Facing a public relations disaster the administration blamed her insurance company. And while no one challenged Sundby's claim that she couldn't receive coverage across county lines under Covered California, the state's ObamaCare exchange, Think Progress came up with an opinion piece to show how with their assumptions, she actually could save money under Covered California. Think Progress apparently thinks it knows her financial situation, her deductibles, and co-pays better than she did.
But for those in California who felt threatened about Covered California's lack of portability, there was no solace. For them, even Think Progress ended on a sour note, "Still, Sundby may need to find a different health care provider, since her doctor at UC San Diego is only participating in one plan offered by Anthem Blue Cross in the exchange, but the same policy is not accepted at Stanford. .... If Sundby continues to see the non-participating doctors, she will incur additional out-of-pocket health care costs."
Sundby will now most likely have a one-year extension. Of course, Obama's newest command only gives the insurance companies the right to extend the previous cancelled plans.
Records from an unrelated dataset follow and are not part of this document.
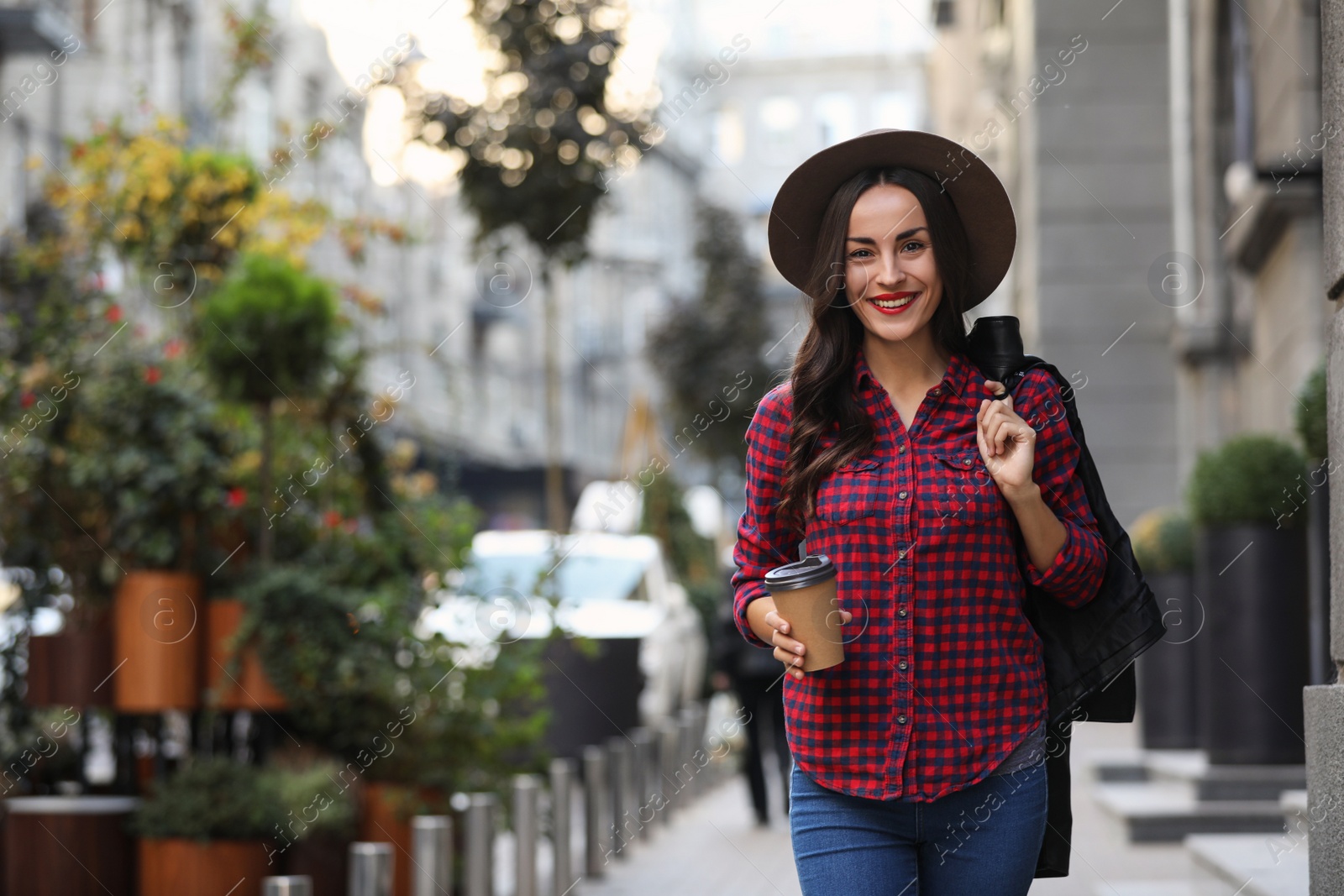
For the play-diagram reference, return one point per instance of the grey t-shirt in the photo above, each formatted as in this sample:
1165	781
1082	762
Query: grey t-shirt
1028	752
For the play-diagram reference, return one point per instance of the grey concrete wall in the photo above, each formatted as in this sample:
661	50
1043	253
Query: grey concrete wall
1102	160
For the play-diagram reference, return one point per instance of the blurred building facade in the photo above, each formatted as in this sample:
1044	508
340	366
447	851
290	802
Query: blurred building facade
467	327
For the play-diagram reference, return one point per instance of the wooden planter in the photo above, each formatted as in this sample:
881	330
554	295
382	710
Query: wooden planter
158	642
323	857
66	669
194	868
1168	672
386	817
69	846
249	687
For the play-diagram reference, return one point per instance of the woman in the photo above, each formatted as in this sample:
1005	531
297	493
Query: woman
920	759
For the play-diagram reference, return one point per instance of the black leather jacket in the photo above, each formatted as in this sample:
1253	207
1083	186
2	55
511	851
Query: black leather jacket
1089	651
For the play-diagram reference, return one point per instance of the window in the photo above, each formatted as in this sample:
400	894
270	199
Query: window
835	116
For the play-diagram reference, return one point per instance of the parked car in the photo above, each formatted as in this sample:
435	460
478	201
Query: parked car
616	590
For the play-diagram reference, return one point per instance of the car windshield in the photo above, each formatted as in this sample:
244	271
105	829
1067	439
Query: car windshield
578	578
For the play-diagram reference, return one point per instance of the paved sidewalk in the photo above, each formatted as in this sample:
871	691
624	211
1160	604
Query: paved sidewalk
714	848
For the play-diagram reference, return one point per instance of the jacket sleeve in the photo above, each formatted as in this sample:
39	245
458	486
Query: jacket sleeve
1075	574
764	542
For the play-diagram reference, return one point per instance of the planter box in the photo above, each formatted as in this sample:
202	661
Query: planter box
324	859
66	669
386	819
1168	672
192	868
249	687
158	642
1253	651
69	846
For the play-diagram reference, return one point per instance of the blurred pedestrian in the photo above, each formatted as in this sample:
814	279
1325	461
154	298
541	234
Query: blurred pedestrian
754	676
920	761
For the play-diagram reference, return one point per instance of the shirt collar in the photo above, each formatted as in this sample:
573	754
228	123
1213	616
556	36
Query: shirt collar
954	380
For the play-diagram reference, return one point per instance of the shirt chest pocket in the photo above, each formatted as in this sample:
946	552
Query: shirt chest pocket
853	492
960	490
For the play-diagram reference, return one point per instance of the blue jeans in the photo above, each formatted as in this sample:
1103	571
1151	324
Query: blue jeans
983	840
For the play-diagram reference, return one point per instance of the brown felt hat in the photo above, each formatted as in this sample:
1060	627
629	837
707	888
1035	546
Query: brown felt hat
976	192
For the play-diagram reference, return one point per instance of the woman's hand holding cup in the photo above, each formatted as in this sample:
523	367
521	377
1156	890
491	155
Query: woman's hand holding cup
786	649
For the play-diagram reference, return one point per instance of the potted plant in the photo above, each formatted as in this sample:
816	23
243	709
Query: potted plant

They do not have to do it, and some will not want to incur the administrative costs to resurrect the cancelled plans.
The best command Obama can give is to cancel ObamaCare. It does not work. The old system worked for 82% of the population. It needed to be fixed, not transformed into a morass of confusion and restriction. After all, when Obama is getting gratuitous advice on commitment from Bill Clinton, maybe he should think that its time not to be caught in the headlights of a Michael Bilandic moment.